Just like other ICU datasets SICdb is huge. Expect that your pc need a significant amount of time to process!

The database can be built up using our Docker images. After install navigate into the folder containing all the data and run "docker compose up". When the environment is running open http://localhost:5000 to install the dataset. The provided environment ist fully preconfigured, just press start and wait. Due to the vast size this may take 4-12 hours*. When install is finished the server has to be restarted, you may do this by reloading the page and then press the restart button.

  • ) We work on a solution to provide a fully indexed database. Until now we have not found a legally safe way of distribution (repository).

Detailed Instructions (Windows)

The installation will need some time, expect several hours. The process can be interrupted and will continue where it was stopped.

If you need any help with installation please feel free to contact us!

Note: If "docker compose up" throws any errors, open "Docker Desktop" app as administrator, navigate to "Containers" and press the play button in line "roodataenv"

Issues and Troubleshooting on Windows Systems

Generally the environment should run on all common operating systems on all machines (We recommend >=16gb RAM and a modern multicore CPU).

Note: If "docker compose up" throws any errors, open "Docker Desktop" app as administrator, navigate to "Containers" and press the play button in line "roodataenv"

Feel free to contact us if the problem persists.

There are some issues to be expected when the environment is executed on a "standard" windows machine. We recommend using default configuration (WSL2), but there are some known bugs and issues, which have not been resolved as of 11/2022. We have not faced any issues on a linux machine.

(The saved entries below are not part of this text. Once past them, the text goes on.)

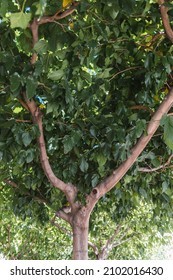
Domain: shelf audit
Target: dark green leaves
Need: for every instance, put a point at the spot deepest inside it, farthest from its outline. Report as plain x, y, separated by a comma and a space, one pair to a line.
167, 123
20, 20
70, 141
15, 81
31, 85
26, 138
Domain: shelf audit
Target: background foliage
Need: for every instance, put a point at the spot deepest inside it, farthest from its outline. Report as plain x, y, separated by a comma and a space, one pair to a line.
100, 72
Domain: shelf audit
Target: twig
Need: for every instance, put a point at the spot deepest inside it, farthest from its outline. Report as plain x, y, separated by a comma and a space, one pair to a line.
60, 227
123, 71
165, 165
165, 19
142, 107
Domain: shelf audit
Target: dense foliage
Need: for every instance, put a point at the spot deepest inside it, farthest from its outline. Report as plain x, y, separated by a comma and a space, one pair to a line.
101, 72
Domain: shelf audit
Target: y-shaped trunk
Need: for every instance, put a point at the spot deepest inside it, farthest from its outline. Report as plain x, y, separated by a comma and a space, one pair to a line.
80, 227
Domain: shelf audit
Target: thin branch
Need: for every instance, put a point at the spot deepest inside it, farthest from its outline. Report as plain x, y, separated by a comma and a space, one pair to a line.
123, 71
165, 19
108, 183
64, 230
116, 244
94, 247
142, 107
69, 190
165, 165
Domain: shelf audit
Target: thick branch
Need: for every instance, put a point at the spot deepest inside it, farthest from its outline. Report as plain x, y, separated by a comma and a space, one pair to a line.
149, 170
107, 184
165, 19
34, 197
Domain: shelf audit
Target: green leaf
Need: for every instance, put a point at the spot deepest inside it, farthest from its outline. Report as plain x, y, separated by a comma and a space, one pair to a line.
29, 156
56, 75
83, 165
26, 138
101, 159
15, 82
143, 192
168, 131
20, 20
31, 85
41, 47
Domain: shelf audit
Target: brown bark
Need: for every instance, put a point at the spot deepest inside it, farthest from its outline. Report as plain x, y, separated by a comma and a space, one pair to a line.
107, 184
165, 19
80, 227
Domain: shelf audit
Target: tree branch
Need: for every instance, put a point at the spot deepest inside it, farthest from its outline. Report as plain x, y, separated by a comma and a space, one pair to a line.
108, 183
149, 170
69, 190
165, 20
34, 197
142, 107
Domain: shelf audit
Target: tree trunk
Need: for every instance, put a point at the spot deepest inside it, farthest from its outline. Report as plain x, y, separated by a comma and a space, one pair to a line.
80, 226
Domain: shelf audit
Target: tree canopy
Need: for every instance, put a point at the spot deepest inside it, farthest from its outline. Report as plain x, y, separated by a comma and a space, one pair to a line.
83, 87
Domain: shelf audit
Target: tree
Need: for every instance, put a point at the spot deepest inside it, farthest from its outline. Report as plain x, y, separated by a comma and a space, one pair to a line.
84, 87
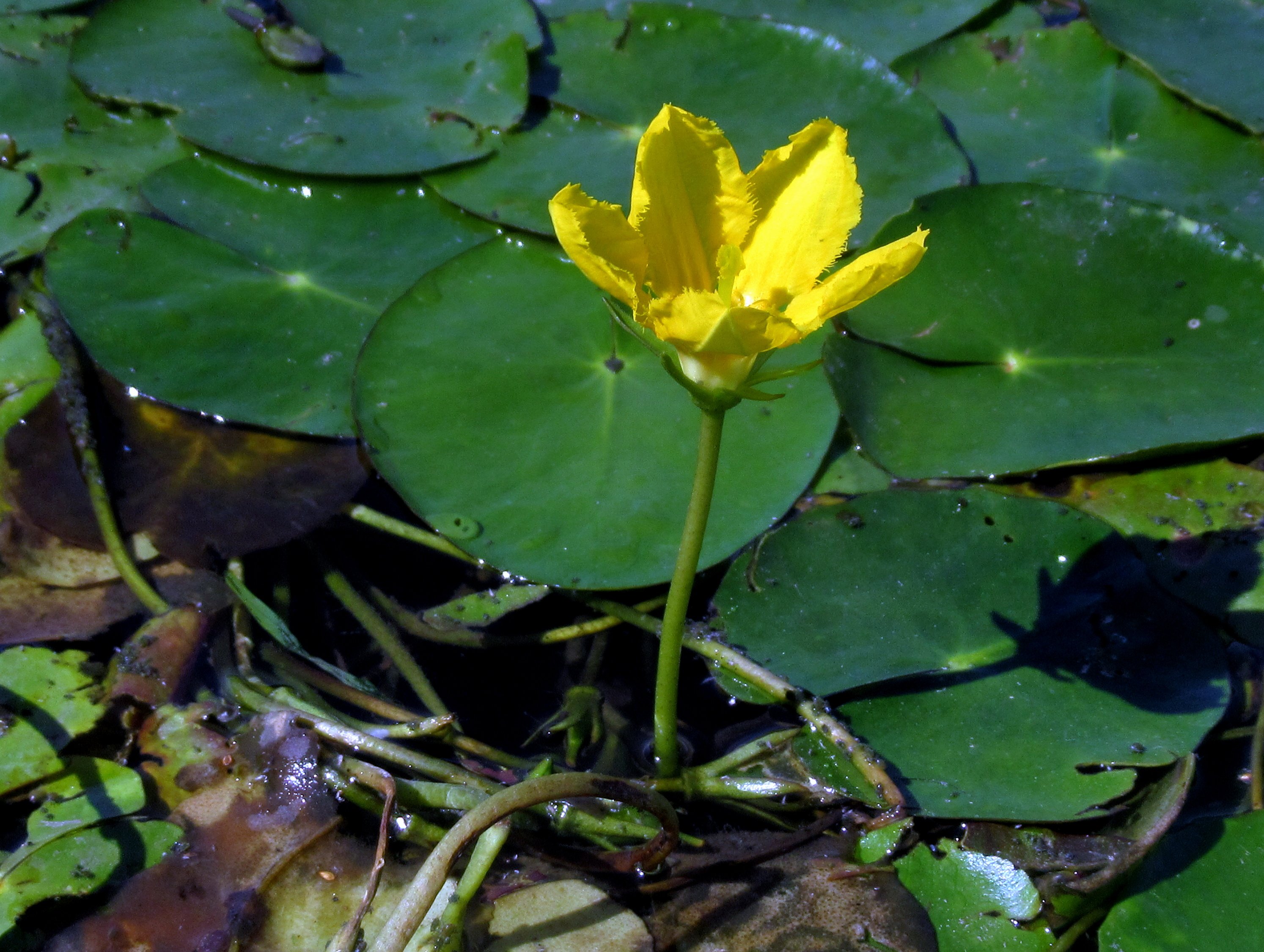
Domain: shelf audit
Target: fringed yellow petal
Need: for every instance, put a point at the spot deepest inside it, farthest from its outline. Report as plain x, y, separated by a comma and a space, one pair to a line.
601, 242
859, 281
701, 323
689, 199
807, 203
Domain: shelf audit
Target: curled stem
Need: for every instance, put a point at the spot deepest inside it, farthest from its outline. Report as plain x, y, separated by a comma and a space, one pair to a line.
667, 748
426, 884
447, 931
811, 708
348, 938
70, 392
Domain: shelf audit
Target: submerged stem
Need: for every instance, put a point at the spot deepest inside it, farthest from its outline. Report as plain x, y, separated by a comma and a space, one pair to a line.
667, 749
425, 887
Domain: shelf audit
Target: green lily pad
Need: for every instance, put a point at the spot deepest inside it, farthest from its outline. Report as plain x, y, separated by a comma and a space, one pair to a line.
260, 321
1200, 47
975, 900
47, 700
405, 88
557, 434
883, 28
1198, 892
1114, 674
80, 155
760, 81
27, 370
84, 863
88, 790
900, 583
1047, 326
1062, 108
851, 473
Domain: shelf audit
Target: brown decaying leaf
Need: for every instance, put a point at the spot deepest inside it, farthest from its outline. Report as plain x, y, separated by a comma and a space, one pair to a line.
243, 831
152, 663
33, 612
791, 903
191, 485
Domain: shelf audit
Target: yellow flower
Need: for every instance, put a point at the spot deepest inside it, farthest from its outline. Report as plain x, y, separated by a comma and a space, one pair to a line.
723, 265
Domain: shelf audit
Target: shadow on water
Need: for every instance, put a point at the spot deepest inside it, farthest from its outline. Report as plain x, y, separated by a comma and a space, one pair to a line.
1111, 625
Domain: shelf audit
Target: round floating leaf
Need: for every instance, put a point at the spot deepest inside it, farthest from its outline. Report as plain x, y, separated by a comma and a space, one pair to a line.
72, 154
1062, 108
900, 582
49, 700
263, 328
883, 28
500, 391
1199, 892
406, 86
1113, 673
1070, 325
758, 80
1204, 49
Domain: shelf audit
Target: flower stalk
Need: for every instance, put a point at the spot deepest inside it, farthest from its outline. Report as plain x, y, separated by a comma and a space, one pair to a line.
667, 746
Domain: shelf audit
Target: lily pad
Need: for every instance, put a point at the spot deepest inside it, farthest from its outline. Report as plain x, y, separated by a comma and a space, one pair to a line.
1062, 108
900, 583
1196, 892
282, 290
1198, 47
49, 700
72, 155
1048, 326
759, 81
27, 370
84, 863
1114, 674
409, 86
883, 28
975, 900
555, 436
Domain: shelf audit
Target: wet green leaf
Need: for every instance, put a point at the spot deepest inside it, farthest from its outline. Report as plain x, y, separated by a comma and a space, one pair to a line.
883, 28
1198, 892
898, 583
86, 790
1115, 673
80, 155
27, 370
283, 289
411, 86
1199, 47
1061, 108
1168, 502
82, 863
851, 473
974, 899
47, 698
576, 467
827, 762
759, 81
1074, 326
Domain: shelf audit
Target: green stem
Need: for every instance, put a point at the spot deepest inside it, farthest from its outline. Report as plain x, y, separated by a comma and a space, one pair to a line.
406, 530
447, 931
425, 887
667, 750
385, 634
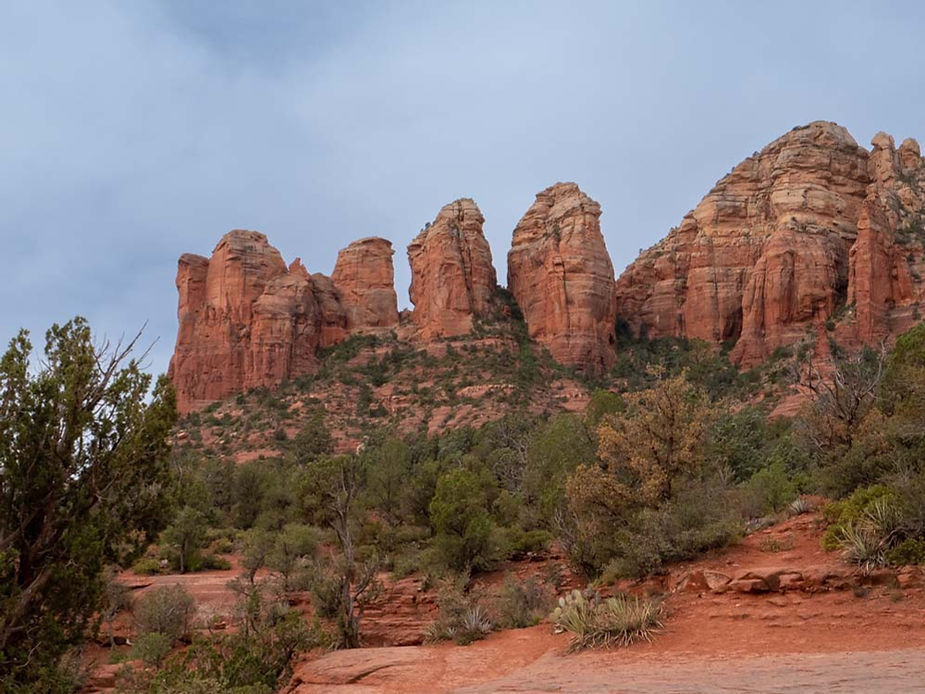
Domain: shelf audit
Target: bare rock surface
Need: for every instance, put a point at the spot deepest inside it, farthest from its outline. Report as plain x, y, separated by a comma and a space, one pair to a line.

  • Installing the database will cause WSL2 to reserve 50% of your machines RAM and it will not be released automatically. It is expected that this will be patched in future, but for now, after installing the dataset, you may either close the container and run "wsl --shutdown" in admin powershell (Docker Desktop will automatically restart wsl) or restart your computer.
  • Due to a known bug in WSL2 it may be not possible to run the environment on a software-mounted drive. This can cause issues when trying to launche SICdb environment from a VeraCrypt/TrueCrypt drive. BitLocker is fully supported as far as we know.
  • Due to a known issue concerning the way windows manages hosts it my be that SICdb environment is not reachable on localhost:5000 or does not start at all. This can be resolved by closing Docker Desktop, run as administrator and then restart engine. The restart engine button is found in the system tray (right bottom on windows machines), right click docker icon->restart.